Quem vive nas grandes cidades geralmente reclama do tempo perdido no trânsito para ir ou voltar do trabalho. Muitos nem imaginam o quanto pode ser longo e demorado o trajeto de quem se ocupa com a colheita de castanha-do-pará na floresta amazônica. É tão longe que o seringueiro, Raimundo Gilson, de 42 anos, nem calcula a distância em quilômetros. "Subo 24 cachoeiras". Para entender melhor o que isso significa, equivale a uns três ou quatro dias viajando em um barco, com direito a pernoites na beira do rio. Outra diferença é o cenário. No lugar da poluição e do concreto, céu, água e muita mata. E substituindo o ruído de motores e buzinas, sons de bichos e a afinada cantoria dos pássaros.
Chegando ao destino, um igarapé escondido na densa floresta, é hora de Gilson entrar na mata e levantar acampamento, um barraco de lona onde ele e seu grupo de seringueiros permanecerão por mais ou menos uns três meses. A saudade da família aperta, mas a rotina pesada do período da safra precisa ser encarada, conta o seringueiro, que trabalha na Reserva de Desenvolvimento Sustentável do Rio Iratapuru, no Amapá.
O trabalho é basicamente o mesmo todos os dias, e começa bem cedo. "Levantamos quando clareia o dia, tomamos um café reforçado com milharina [um suplemento de milho] e café ou bolacha, alguns preferem comida [paca e peixe, por exemplo], e saímos no máximo sete horas da manhã."
Eles seguem quilômetros mata adentro até o castanhal e ficam por lá até por volta de cinco da tarde, aparelhados das ferramentas de trabalho: o terçado para abrir a trilha, o cambito para pegar os ouriços (que guardam as castanhas) e o paneiro, um balaio que carregam nas costas que, quando cheio, pode chegar a pesar 50 quilos. O seringueiro, que conversou com a reportagem de Ecoa por telefone, vive na comunidade São Francisco do Iratapuru, nas bordas da reserva. Ele conta que há mais de 30 anos realiza esse trabalho. Não se lembra ao certo quando começou, mas arrisca que foi aos oito anos, junto com o pai.
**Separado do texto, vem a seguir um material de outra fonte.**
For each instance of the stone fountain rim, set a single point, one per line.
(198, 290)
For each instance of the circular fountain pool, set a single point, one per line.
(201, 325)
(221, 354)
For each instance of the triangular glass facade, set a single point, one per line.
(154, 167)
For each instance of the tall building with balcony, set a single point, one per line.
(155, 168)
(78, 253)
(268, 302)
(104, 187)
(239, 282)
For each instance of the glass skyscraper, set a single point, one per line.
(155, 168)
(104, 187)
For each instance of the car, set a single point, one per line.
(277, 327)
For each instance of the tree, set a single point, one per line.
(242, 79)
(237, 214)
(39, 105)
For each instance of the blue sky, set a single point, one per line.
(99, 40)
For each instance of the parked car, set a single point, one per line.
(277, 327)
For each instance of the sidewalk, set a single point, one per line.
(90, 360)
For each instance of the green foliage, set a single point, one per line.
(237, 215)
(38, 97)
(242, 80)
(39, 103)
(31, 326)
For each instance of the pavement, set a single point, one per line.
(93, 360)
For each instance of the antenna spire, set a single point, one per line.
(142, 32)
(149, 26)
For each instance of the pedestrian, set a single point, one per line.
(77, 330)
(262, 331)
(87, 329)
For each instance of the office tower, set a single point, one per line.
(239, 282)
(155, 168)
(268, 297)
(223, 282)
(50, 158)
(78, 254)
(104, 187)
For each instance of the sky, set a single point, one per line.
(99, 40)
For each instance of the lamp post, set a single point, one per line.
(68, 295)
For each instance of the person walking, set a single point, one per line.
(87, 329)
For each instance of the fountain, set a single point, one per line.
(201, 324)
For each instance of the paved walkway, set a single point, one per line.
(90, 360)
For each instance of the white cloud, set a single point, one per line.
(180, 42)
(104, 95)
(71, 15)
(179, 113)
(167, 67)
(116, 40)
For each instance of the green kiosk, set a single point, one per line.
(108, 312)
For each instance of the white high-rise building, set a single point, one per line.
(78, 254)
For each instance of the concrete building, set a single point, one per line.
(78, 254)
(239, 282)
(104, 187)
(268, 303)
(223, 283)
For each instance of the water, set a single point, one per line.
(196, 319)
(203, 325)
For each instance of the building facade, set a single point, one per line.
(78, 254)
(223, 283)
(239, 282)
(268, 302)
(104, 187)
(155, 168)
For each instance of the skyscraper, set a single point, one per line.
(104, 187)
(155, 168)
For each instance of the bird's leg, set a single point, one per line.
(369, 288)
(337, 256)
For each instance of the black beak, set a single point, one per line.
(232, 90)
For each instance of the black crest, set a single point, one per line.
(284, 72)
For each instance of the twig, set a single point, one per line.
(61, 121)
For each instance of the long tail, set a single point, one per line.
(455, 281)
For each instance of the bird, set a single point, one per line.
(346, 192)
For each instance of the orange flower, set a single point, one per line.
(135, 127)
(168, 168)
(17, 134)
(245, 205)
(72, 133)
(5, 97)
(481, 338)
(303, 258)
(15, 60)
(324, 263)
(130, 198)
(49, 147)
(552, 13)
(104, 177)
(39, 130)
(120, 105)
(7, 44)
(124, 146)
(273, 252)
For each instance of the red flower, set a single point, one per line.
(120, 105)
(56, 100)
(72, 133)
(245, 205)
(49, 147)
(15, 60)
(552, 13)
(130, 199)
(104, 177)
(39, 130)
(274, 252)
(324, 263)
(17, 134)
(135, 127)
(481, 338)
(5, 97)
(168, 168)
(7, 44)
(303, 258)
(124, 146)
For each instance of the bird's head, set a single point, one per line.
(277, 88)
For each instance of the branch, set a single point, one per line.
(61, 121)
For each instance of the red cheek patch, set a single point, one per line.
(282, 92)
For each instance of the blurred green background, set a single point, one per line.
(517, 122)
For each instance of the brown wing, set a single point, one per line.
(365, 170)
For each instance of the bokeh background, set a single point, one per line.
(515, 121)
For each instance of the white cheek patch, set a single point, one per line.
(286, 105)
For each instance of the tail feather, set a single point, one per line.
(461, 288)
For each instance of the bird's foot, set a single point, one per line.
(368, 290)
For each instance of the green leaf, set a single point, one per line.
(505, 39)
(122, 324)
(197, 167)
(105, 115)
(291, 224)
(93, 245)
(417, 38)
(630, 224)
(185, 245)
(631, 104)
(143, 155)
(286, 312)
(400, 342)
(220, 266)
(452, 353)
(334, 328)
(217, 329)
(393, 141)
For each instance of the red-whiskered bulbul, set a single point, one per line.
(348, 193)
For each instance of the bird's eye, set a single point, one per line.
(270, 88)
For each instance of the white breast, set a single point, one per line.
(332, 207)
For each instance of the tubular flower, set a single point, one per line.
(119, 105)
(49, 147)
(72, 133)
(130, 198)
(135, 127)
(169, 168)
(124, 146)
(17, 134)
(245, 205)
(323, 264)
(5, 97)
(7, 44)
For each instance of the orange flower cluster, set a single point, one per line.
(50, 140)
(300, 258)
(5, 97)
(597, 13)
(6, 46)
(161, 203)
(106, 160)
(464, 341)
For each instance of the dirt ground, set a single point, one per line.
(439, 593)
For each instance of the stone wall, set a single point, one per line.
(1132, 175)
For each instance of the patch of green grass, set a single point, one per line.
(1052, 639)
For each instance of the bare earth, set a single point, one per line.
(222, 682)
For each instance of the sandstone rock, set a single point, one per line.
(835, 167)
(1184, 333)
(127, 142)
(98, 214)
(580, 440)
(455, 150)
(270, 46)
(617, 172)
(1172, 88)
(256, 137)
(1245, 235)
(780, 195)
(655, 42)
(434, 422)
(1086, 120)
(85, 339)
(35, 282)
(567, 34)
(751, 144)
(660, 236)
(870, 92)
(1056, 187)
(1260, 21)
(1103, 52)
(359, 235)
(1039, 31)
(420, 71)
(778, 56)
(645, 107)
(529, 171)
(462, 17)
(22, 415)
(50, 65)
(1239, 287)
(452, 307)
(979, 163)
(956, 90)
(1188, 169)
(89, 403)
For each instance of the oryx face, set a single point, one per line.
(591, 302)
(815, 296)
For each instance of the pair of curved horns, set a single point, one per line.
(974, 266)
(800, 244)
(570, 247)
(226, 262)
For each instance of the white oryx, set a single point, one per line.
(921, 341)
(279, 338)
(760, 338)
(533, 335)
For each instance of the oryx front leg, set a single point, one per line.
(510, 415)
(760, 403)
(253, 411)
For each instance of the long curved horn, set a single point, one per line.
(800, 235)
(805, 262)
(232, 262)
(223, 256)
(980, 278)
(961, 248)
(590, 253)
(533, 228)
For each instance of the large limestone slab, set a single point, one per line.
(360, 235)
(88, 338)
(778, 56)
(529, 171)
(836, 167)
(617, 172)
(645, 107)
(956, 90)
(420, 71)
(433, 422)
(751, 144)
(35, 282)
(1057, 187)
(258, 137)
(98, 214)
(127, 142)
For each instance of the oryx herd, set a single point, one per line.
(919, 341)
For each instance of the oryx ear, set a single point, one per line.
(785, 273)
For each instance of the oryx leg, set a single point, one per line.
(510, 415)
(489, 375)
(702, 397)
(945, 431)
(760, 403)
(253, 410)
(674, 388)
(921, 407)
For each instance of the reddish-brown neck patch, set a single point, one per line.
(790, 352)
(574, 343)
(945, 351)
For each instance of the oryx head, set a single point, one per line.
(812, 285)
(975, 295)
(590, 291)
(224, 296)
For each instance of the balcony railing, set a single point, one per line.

Hoje em dia a vida do castanheiro melhorou, afirma Gilson. "Nosso produto antes não tinha valor aqui na região". Segundo ele, a mudança tem a ver com uma parceria entre a Comaru (Cooperativa Mista dos Produtores e Extrativistas do Rio Iratapuru), da qual ele faz parte, com a empresa de cosméticos Natura. Essa articulação garante atualmente um bom preço, 55 quilos de castanha são vendidos por R$ 300, conta o seringueiro. "Atravessadores pagam em torno de R$50 pela mesma quantidade."
Os atravessadores permanecem comprando na região, e pagando pouco, porque o contrato com a Natura, embora tenha melhorado a economia local, ainda não é suficiente para absorver toda a produção dos castanheiros. Se outras empresas investissem nesse modelo de comércio direto com os produtores extrativistas, certamente o cenário seria outro.
"Estamos há 20 anos na Amazônia e nossos produtos de maior sucesso e mais icônicos são resultado da criação dessa economia da floresta em pé", afirma a diretora global de sustentabilidade da Natura, Denise Hills. Ou seja, quando benefícios e lucros dependem da preservação das árvores e não de derrubá-las. Ela acrescenta que os ingredientes da biodiversidade brasileira - e não apenas da floresta amazônica - estão em quase todas as linhas da marca. E a tecnologia de desenvolvimento dessa produção de sucesso vem do conhecimento tradicional.
"O acesso a esses conhecimentos, por exemplo, a descoberta de que a ucuuba ou que o murumuru possuem propriedades que possam se transformar em uma cosmética, precisa ser pago", defende a diretora da empresa, principalmente como forma de manter essas atividades. Segundo ela, através da compra dos produtos garante-se que as comunidades não apenas preservem as árvores, mas também que aumentem sua quantidade.
Segundo Denise, a ucuubeira, árvore da qual se extrai a manteiga de ucuuba (usada em produtos da empresa) é derrubada e vendida a R$ 10 para fazer cabos de vassoura. "Ao criar um modelo econômico que valorize e descubra a riqueza da sociobiodiversidade, em números, estamos falando de um impacto na economia da floresta [da região Pan-Amazônica] de R$ 1,8 bilhão em volume de negócios." A manteiga de uccuba é uma das mais hidratantes do mundo e compete com o karité — a diretora da Natura garante que a planta nacional é até melhor que a concorrente carité, africana.